That’s a question I get a lot when the topic comes to bebehs (which is cropping up pretty often since I’m now in my mid 20s). My answer is always a resounding no – but society can’t seem to stop telling me what to do with my own life.
“You’re just not ready yet. You’ll come around”
Or: “You’ll regret it when you’re older and there’s nobody to take care of you.”
Or:“Your life as a woman is not complete until you’ve experienced the joys of motherhood.”
To point 1: I felt the same way about babies as I did when I was 10 (annoying things), when I was 16 (annoying things) and when I was 21 (annoying things) – so I doubt there’d be a sudden change of heart. Some people love children, but I’ve never been comfortable with them. Some people are born with maternal instincts for kids. I was born with a maternal instinct for cats.
To point 2: That’s kind of a shaky investment, innit? Some children don’t even visit their parents once they’ve left the nest – there’s no guarantee that they’ll take care of you. Which is why I’m working hard so I don’t have to rely on my ‘kids’ to take care of me when I’m decrepit. It’s easier when you don’t have to blow like half a million in raising a child and saving for their college fees.
To point 3: I beg to differ. I’ve seen enough friends and colleagues to know that mothers look like perpetual zombies – especially those with new babies. The modern mother usually juggles work, kids and household chores – which is incredible, in my opinion. Maybe the joy you feel when your kid takes their first step makes you forget all the pain you suffered. It’s just not something I want to put myself through.
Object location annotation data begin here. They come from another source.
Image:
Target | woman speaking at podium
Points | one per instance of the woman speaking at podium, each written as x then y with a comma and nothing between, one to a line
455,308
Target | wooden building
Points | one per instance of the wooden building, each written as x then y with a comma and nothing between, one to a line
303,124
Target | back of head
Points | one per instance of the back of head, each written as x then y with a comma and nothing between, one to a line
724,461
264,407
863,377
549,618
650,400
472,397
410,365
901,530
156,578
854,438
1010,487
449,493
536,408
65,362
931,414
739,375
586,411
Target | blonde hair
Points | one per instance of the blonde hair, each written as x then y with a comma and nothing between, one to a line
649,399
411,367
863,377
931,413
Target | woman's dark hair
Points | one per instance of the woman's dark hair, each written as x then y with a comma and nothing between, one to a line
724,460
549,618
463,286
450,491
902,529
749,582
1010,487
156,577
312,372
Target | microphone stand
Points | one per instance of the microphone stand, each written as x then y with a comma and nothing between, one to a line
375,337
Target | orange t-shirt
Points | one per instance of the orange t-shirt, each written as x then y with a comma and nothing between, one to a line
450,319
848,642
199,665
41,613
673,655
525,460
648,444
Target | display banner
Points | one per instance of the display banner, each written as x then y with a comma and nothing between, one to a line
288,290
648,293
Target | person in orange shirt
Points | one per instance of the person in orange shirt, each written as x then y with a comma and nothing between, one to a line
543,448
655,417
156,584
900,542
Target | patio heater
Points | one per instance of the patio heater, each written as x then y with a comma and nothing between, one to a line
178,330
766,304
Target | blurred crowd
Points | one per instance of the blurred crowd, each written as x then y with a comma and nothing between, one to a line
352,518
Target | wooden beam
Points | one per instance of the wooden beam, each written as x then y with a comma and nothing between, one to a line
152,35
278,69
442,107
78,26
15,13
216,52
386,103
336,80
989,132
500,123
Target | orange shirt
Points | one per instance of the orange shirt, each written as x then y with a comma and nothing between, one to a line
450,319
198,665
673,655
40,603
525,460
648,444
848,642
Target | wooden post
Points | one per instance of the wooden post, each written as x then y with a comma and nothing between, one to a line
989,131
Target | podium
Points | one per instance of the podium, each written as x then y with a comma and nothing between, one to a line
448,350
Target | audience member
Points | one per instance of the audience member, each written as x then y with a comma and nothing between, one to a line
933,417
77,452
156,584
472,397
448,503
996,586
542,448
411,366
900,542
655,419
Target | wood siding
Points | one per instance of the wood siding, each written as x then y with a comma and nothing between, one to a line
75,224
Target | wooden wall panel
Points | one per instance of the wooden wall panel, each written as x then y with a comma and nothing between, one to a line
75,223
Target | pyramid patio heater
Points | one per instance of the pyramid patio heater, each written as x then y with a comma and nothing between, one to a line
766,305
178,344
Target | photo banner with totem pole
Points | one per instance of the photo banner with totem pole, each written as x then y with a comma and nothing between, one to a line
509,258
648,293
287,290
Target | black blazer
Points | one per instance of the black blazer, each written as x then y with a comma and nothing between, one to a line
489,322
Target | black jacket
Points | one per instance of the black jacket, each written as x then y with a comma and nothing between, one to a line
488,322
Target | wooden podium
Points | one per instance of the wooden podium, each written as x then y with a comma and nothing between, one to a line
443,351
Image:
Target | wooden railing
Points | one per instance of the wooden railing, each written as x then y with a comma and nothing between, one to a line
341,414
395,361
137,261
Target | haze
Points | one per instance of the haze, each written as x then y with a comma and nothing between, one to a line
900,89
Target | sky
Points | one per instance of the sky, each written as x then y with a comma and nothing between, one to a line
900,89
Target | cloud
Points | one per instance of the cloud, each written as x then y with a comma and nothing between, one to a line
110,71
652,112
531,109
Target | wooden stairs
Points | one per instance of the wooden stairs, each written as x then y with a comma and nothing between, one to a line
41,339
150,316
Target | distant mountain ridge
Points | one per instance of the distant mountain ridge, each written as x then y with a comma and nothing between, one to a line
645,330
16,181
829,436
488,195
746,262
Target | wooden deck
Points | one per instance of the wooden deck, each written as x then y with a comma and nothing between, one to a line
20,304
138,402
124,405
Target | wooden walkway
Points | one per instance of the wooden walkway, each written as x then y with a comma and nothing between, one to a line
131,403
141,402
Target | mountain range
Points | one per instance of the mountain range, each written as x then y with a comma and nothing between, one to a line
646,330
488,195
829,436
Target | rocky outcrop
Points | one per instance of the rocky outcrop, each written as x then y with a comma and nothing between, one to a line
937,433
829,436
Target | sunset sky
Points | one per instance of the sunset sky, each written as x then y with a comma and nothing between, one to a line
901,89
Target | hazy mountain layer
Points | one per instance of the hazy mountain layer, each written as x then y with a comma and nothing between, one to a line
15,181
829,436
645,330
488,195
I don’t deny mothers sacrifice a lot for their children. Their dreams, their hopes, their time, sometimes even their wellbeing. I think it’s amazing, their capacity for love. But if I’m not 100% sure that I can love my own child that way, why even bring one into my life just because society tells me ‘its what life is about’? Life is not just about getting married, having babies, growing old and dying. If it is your choice, so be it. But life can be about so much more.